Private prison near Crystal City, Texas

Crystal City Correctional Center is a closed private prison near Crystal City, Texas. It is about 40 mi from the Mexico–United States border.

The prison had spaces for 515 prisoners. The prison was previously one of the largest employers in the Crystal City area, and it housed prisoners from a variety of jurisdictions, including federal prisoners.

==History==

The prison opened in July 1993, a project financed by the municipality, which has a long history of corruption, political infighting, and criminal investigations. As of June 1994, the facility was managed by the Dove Development Corporation under a contract with the Texas Department of Criminal Justice. (Dove's only other operation was the Frio Detention Center in Pearsall, Texas), for the same client.)

Before its closure in 2012, the prison was marked by its changes in ownership and multiple cancelled contracts.

Beginning in June 1995 the facility housed inmates from Missouri and Utah. The Missouri inmates rioted in February 1996, battering down a control door and setting fire to one section. No Utah inmates were involved in the rioting, but three had previously escaped from Crystal City, and another three from Frio. The Missouri prisoners were withdrawn in August 1996 after another two murderers had escaped.
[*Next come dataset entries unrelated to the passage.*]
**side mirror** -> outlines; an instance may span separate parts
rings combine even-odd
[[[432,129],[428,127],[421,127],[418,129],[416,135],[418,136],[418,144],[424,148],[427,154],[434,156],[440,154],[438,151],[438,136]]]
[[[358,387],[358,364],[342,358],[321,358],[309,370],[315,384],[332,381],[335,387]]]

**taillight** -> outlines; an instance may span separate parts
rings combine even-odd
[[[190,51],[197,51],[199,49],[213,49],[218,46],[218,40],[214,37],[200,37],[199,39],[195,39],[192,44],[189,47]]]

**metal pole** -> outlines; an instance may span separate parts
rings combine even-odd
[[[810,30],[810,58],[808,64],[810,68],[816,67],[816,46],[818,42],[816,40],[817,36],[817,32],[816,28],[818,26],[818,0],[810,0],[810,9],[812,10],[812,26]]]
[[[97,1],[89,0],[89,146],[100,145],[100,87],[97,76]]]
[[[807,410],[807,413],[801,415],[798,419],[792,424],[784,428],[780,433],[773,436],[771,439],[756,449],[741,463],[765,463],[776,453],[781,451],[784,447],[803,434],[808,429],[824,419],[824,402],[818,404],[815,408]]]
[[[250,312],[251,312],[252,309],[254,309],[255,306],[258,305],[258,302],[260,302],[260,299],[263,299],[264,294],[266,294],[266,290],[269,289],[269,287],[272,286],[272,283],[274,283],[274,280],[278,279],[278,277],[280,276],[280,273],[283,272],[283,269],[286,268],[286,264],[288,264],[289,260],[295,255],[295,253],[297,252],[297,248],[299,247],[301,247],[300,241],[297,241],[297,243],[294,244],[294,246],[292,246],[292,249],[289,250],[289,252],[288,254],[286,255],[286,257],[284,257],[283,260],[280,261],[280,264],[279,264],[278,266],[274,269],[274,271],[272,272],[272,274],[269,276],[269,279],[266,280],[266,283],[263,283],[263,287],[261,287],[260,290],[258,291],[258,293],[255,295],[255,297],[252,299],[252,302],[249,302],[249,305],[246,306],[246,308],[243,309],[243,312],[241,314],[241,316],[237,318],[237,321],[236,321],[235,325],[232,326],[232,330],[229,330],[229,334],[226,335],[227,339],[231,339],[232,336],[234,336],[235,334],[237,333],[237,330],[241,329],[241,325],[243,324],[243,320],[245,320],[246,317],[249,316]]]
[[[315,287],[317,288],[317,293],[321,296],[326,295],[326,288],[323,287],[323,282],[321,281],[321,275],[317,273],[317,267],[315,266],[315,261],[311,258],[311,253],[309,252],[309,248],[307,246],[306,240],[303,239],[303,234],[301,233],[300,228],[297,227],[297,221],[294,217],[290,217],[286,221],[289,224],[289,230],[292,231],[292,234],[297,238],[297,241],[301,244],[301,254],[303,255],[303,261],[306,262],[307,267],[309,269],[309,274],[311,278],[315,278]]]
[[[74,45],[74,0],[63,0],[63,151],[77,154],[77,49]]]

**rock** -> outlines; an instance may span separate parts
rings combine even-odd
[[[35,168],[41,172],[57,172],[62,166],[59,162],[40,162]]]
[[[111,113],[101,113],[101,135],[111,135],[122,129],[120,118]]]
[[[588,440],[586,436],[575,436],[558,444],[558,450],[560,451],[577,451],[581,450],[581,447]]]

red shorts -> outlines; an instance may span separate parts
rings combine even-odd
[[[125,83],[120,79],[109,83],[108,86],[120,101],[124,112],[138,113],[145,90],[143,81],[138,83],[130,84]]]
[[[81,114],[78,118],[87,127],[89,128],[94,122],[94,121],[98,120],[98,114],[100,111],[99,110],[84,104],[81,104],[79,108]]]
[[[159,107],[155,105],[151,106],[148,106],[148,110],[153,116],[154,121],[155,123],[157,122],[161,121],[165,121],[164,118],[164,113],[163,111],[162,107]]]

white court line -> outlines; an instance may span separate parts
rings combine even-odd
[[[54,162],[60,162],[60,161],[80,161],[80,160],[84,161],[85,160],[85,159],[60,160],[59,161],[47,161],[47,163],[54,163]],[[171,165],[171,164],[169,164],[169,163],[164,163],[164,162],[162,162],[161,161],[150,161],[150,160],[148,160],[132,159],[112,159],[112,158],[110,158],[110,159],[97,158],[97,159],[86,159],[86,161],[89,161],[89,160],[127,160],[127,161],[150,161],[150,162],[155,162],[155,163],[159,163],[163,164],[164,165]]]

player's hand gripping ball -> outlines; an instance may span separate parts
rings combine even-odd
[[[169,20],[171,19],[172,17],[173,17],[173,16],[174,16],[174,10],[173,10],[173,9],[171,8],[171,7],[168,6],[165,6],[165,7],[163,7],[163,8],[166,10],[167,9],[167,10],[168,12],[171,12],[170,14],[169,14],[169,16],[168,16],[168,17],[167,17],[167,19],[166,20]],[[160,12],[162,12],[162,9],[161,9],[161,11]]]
In late May 1997 Hawaii sent its first prisoners to Crystal City. As of 1997 the prison housed 62 female prisoners, 95% of them being mothers, from Hawaii. The state pulled out of the contract in August, 1998 due to "sanitation problems and lack of programs".

The prison also housed several hundred excess pretrial prisoners from the Bexar County, Texas jail. Franky Salinas, one of the Bexar prisoners, hanged himself in 2009. In October 2010 another 100 inmates were temporarily transferred from Bexar County jail to Crystal City Correctional Center.

In August 2010, the U.S. Marshals Service engaged the entire facility for federal prisoners, and in December 2011 removed all of them. This occurred due to allegations of sexual abuse of female inmates and smuggling among correctional officers; at least one person was convicted in relation to these allegations. On May 1, 2012 the former prison operator stopped managing the prison. On May 2, 2012 the prison closed.

Emerald Management Corp. of Louisiana had offered to begin managing the prison again so it could reopen, but the Crystal City city council experienced infighting related to the issue. As of that time the Internal Revenue Service asked for $400,000 and bondholders threatened legal action, including foreclosure, since they wanted $9.2 million. Later in May 2012 the city council voted to approve Emerald's request to operate the prison, causing it to reopen.

As of 2015 the prison remained empty, and John MacCormack of the San Antonio Express-News wrote that there are "no signs of reopening."